Within the study, it was found that 18 per cent of UK menthol smokers intend to use menthol vaping as a smoking cessation method, 10 per cent say they will quit by going ‘cold turkey’, and 5 per cent will use nicotine replacement therapies (NRTs) such as nicotine gum or patches.

Some menthol smokers are determined not to be deterred in the short term, with 2.4 per cent of those surveyed saying that they have stockpiled menthol cigarettes in advance of the ban. Over half (56 per cent) will continue to smoke using regular cigarettes or rolling tobacco.

The ban will bring the UK government a step closer to its pledge to end smoking in England by 2030. Menthol cigarettes are seen as a gateway for young people getting into smoking. 

The study suggests that just under 300,000 smokers are currently quitting, with the Covid-19 pandemic fuelling the appetite to quit or to consider quitting - 29 per cent of smokers (equivalent to a potential 2.6 million people) now state they would consider quitting in the near future. The survey also found that 67 per cent of UK smokers (6.4 million) don't intend to stop smoking, while 31 per cent (3 million) don't believe that they're at greater risk from Covid-19 due to smoking.

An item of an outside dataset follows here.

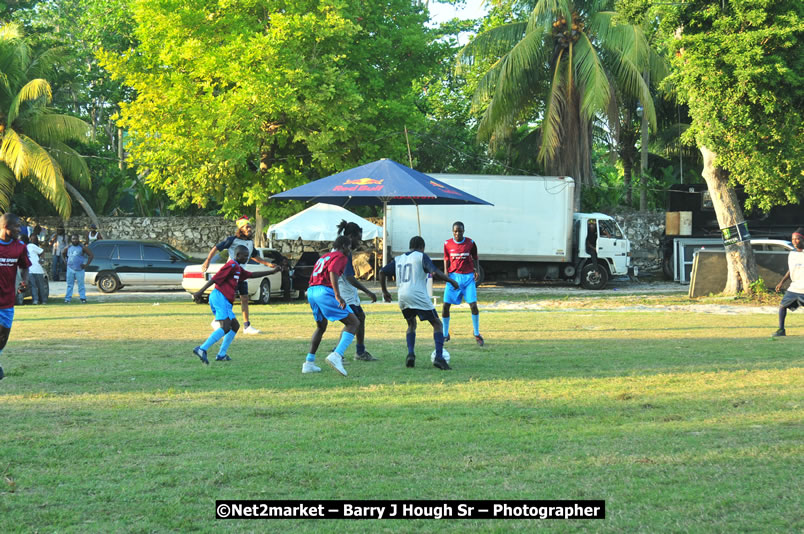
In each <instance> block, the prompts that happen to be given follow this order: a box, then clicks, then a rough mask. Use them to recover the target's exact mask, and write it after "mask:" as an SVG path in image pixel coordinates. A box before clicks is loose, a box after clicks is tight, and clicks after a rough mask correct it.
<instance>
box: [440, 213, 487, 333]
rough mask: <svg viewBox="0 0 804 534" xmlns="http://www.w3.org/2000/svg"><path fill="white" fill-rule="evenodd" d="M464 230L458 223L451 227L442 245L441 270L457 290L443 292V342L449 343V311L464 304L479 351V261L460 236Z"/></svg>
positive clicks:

Vape Club director Dan Marchant, a member of the UK Vaping Industry Association, said: "It’s concerning to see that up to 50,000 people across the UK who want to kick the habit aren’t aware of available support to quit smoking. I’d like to see stop smoking services reaching out to the most vulnerable and hard-to-reach in society, as there’s clearly a desire to quit with the right support."